An :class:~foxnose_sdk.auth.AuthStrategy instance.

required
folder_path str

Folder path to search.

required
async_mode bool

If True, create an AsyncFluxClient instead.

False
timeout float

HTTP timeout in seconds.

15.0
**kwargs Any

Additional arguments passed to :class:FoxNoseRetriever.

{}

Returns:

Type Description
FoxNoseRetriever

A configured :class:FoxNoseRetriever instance.

langchain_foxnose._search.build_search_body(query, *, search_mode='hybrid', top_k=5, search_fields=None, text_threshold=None, vector_fields=None, similarity_threshold=None, where=None, hybrid_config=None, vector_boost_config=None, sort=None, search_kwargs=None)

Build a search request body for the FoxNose Flux _search endpoint.

.. deprecated:: 0.3.0 This function is deprecated and will be removed in v0.4.0. The retriever now uses SDK convenience methods directly.

This is a pure function with no side effects, making it easy to test independently of any client or retriever logic.

Parameters:

Name Type Description Default
query str

The user's search query text.

required
search_mode str

One of "text", "vector", "hybrid", or "vector_boosted".

'hybrid'
top_k int

Maximum number of results to return.

5
search_fields list[str] | None

Fields for text search (find_text.fields).

None
text_threshold float | None

Typo tolerance for text search (find_text.threshold).

None
vector_fields list[str] | None

Fields for vector search (vector_search.fields).

None
similarity_threshold float | None

Minimum cosine similarity (vector_search.similarity_threshold).

None
where dict[str, Any] | None

Structured filter object.

None
hybrid_config dict[str, Any] | None

Hybrid mode weight/rerank configuration.

None
vector_boost_config dict[str, Any] | None

Vector-boosted mode configuration.

None
sort list[str] | None

Sort fields (prefix with - for descending).

None
search_kwargs dict[str, Any] | None

Extra parameters merged into the body last (overrides). Note: overriding "limit" here will not update vector_search.top_k — only the outer limit changes.

None

Returns:

Type Description
dict[str, Any]

A dictionary suitable for passing as body to

dict[str, Any]

FluxClient.search() / AsyncFluxClient.search().

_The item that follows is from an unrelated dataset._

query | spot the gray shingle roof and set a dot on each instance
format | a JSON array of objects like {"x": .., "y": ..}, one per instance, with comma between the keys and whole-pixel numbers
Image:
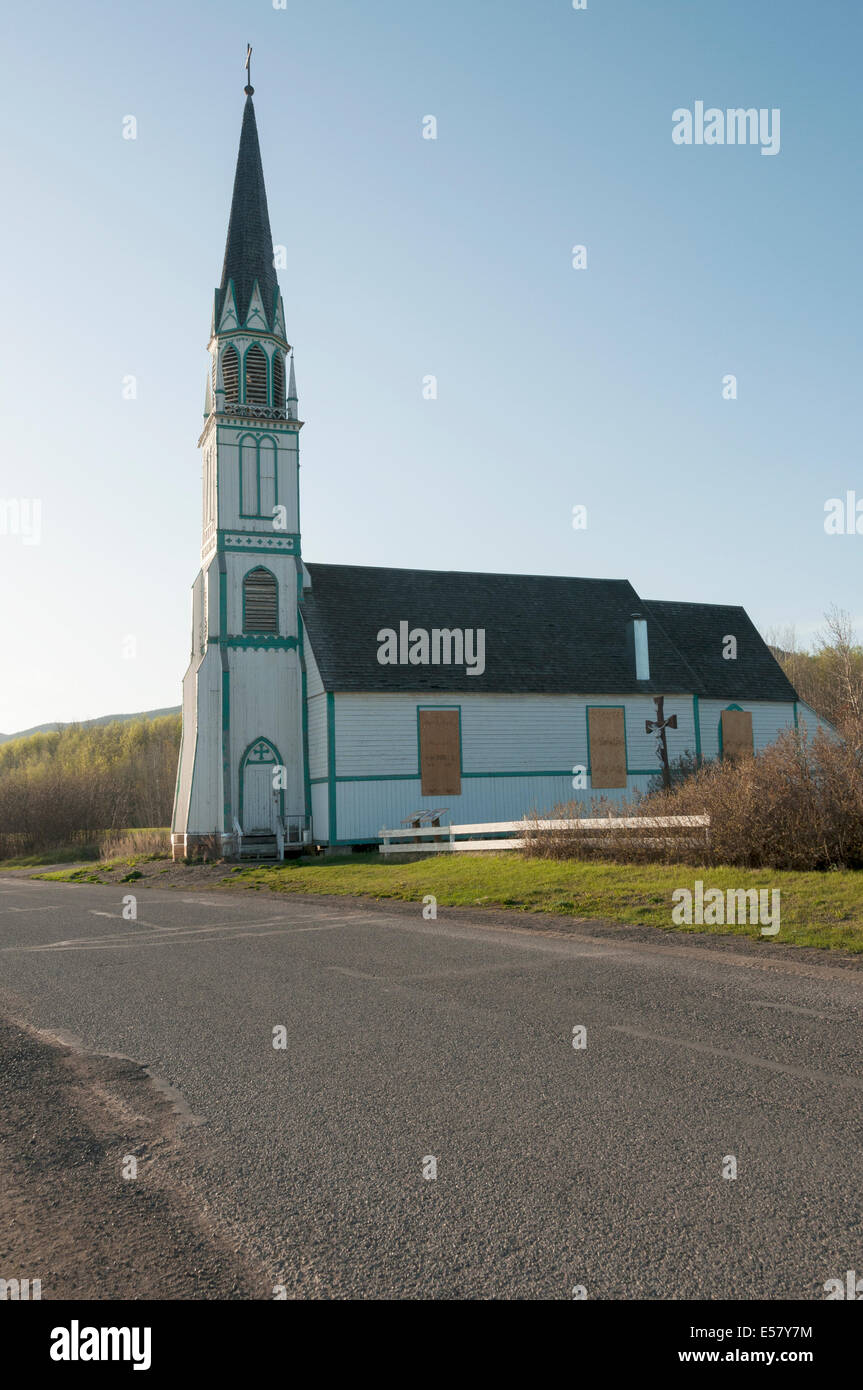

langchain_foxnose._document_mapper.map_results_to_documents(results, *, page_content_field=None, page_content_fields=None, page_content_separator='\n\n', page_content_mapper=None, metadata_fields=None, exclude_metadata_fields=None, include_sys_metadata=True)

Convert FoxNose search results into LangChain Documents.

This is a pure function with no side effects.

Each result is expected to have the FoxNose shape::

{"_sys": {"key": "...", ...}, "data": {"title": "...", "body": "...", ...}}

Parameters:

Name Type Description Default
results list[dict[str, Any]]

List of result dicts from the FoxNose _search response.

required
page_content_field str | None

Single data field to use as page_content.

None
page_content_fields list[str] | None

Multiple data fields concatenated with separator.

None
page_content_separator str

Separator when using page_content_fields.

'\n\n'
page_content_mapper Callable[[dict[str, Any]], str] | None

Custom callable (result) -> str for full control.

None
metadata_fields list[str] | None

Whitelist of data fields to include in metadata.

None
exclude_metadata_fields list[str] | None

Blacklist of data fields to exclude from metadata.

None
include_sys_metadata bool

Whether to include _sys fields in metadata.

True

Returns:

Type Description
list[Document]

A list of :class:langchain_core.documents.Document objects.